Dp [j] = t string [0,j-1] = t string [0,j-1] = t string [0,j-1] = t string [0,j-1] = t string [0,j-1] = t string [0,j-1] = t string [0,j-1] Each element in the s string is compared to all elements in the T string to see if it is equal, if the string that the s string enumerates is equal to the JTH element in the T string. The dp [j + 1) + = dp [j]. You may ask why dp[j+1], because the first element matches the number +1, but to avoid this judgment we set dp[0]=1, so that each element of the T string will operate normally.

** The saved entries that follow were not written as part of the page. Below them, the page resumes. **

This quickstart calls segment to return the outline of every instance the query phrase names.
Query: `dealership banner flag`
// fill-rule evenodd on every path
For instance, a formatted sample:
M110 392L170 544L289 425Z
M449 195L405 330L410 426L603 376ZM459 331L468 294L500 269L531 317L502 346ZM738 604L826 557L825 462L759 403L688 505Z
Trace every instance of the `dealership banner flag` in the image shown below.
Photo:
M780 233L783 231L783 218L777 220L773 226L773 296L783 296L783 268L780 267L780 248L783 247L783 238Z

However, it is important to note that when traversing the i-th letter in the S-string, the t-string cannot be traversed from left to right, but must be traversed from right to left. Because traversing the i-th character of s string requires that the data at the moment be a relatively static superposition (i.e. the same level does not have an effect), and the same character encountered from left to right will have an effect on the following values. For the difference, please refer to the following example:

The code is as follows:

class Solution {
    public int numDistinct(String s, String t) {
      char s1[]=s.toCharArray();
      char t1[]=t.toCharArray();
      int dp[]=new int[t1.length+1];
      dp[0] =1;// it is used to stack

      for(int i=0; i<s1.length; i++) {for(int j=t1.length-1; j>=0; j--) {if(t1[j]==s1[i])
          {
            dp[j+1]+=dp[j]; }}}returndp[t1.length]; }}Copy the code

conclusion

At this point, simple dynamic programming is shared.

Most of the simple dynamic programming is tricky, and if you see an array problem or a string problem, there’s a good chance that dynamic programming is hidden. The routine of dynamic programming is a little similar to recursion, mainly to find the equation of state transition, sometimes can not think too much in one step (thinking too much may be involved in), and dynamic programming is to ask everyone to understand the relationship between numerical up and down conversion calculation.

For complex DP problems or many sets of a shell is really difficult to see, but master the above common DP problems and knapknack problems, can solve most of the dynamic programming problems (after all, we are not in competition or simple or medium difficulty).

Original is not easy, for a three even! Recently, I organized my original articles into a PDF book of data structures and algorithms regularly updated maintenance, follow my public account [Bigsai] reply [666] can be obtained.